Misverstanden over de dekolonisatie van Nieuw-Guinea

  • Gepubliceerd op: 24 oktober 2017
  • Laatste update 21 feb 2024
  • Auteur:
    Bart Stol
  • 11 minuten leestijd
Misverstanden over de dekolonisatie van Nieuw-Guinea

Waarom nu?

Bij een strijd tussen rivaliserende stammen in Papoea-Nieuw-Guinea zijn tientallen doden gevallen.

Over het verlies van Nieuw-Guinea worden altijd dezelfde verhalen verteld. Nederland zou een naïef, emotioneel beleid hebben gevoerd. Maar was dat wel zo? Onderzoeker Bart Stol ontzenuwt de belangrijkste misverstanden.

In 1949 moest Nederland afstand doen van het dierbare Indië. Maar Den Haag hield vast aan westelijk Nieuw-Guinea, het minst ontwikkelde gebied van de oude kolonie. Hier begon Nederland in de jaren vijftig een nieuw avontuur, waarbij het zich ook opwierp als hoeder van de oorspronkelijke bevolking: de Papoea’s. Het leidde tot grote spanningen met Indonesië, dat het gebied opeiste. De Indonesische president Soekarno toonde zich onverzettelijk en kreeg steun van de Sovjet-Unie.

Meer historische context bij het nieuws? Schrijf u in voor onze gratis nieuwsbrief.

Ontvang historische artikelen, nieuws, boekrecensies en aanbiedingen wekelijks gratis in uw inbox.

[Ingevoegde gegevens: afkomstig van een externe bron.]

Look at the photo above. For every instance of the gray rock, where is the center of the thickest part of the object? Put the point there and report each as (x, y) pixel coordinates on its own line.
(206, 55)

In 1962 dwong de Amerikaanse regering-Kennedy Nederland om westelijk Nieuw-Guinea alsnog aan Indonesië over te dragen. Zo wist zij een mogelijke nieuwe oorlog tussen Nederland en Indonesië te voorkomen.

Dit artikel is exclusief voor abonnees

Dit artikel op Historischnieuwsblad.nl is alleen toegankelijk voor abonnees. Met liefde en zorg werken wij iedere dag weer aan de beste historische verhalen door toonaangevende historici. Steun ons door lid te worden voor maar €4,99 per maand, de eerste maand €1,99. Log in om als abonnee direct verder te kunnen lezen of sluit een abonnement af.

De Nederlandse Nieuw-Guineapolitiek is vaak verguisd. Den Haag zou vooral gedreven zijn door rancune jegens Indonesië, naïef idealisme en een gebrek aan realiteitszin. Maar dat blijkt te kort door de bocht. Vijf onjuiste aannames over het Nederlandse Nieuw-Guineabeleid op een rij.

1. Emotioneel

Vraag een historicus waarom Nederland het barre westelijk Nieuw-Guinea in 1949 überhaupt wilde behouden, en grote kans dat deze zal zeggen: emoties! Volgens de gebruikelijke verklaring waren de meeste Nederlandse politici zo gefrustreerd over het verlies van Indië dat ze zich uit koloniaal ressentiment en sentimentaliteit op de valreep vastklampten aan dit achtergestelde gebied. Veel historici beschouwen de actie als een krampachtige poging om iets van koloniale grandeur te behouden en tevens om een lange neus te maken naar de Indonesische nationalisten, de vermaledijde president Soekarno voorop.

Op deze verklaring is het nodige af te dingen. Niet de toenmalige politici leden aan blikvernauwing, maar de historici die hun besluit later veroordeeld hebben. Zij hebben zich eenzijdig gefocust op de Nederlands-Indonesische betrekkingen in 1949. Daarbij hebben ze bepaalde kenmerken, zoals frustraties om het verlies van Indië, een te grote plaats gegeven in hun analyse. Ze gaan eraan voorbij dat het idee dat Nederland westelijk Nieuw-Guinea van Indonesië kon loskoppelen al eerder had postgevat.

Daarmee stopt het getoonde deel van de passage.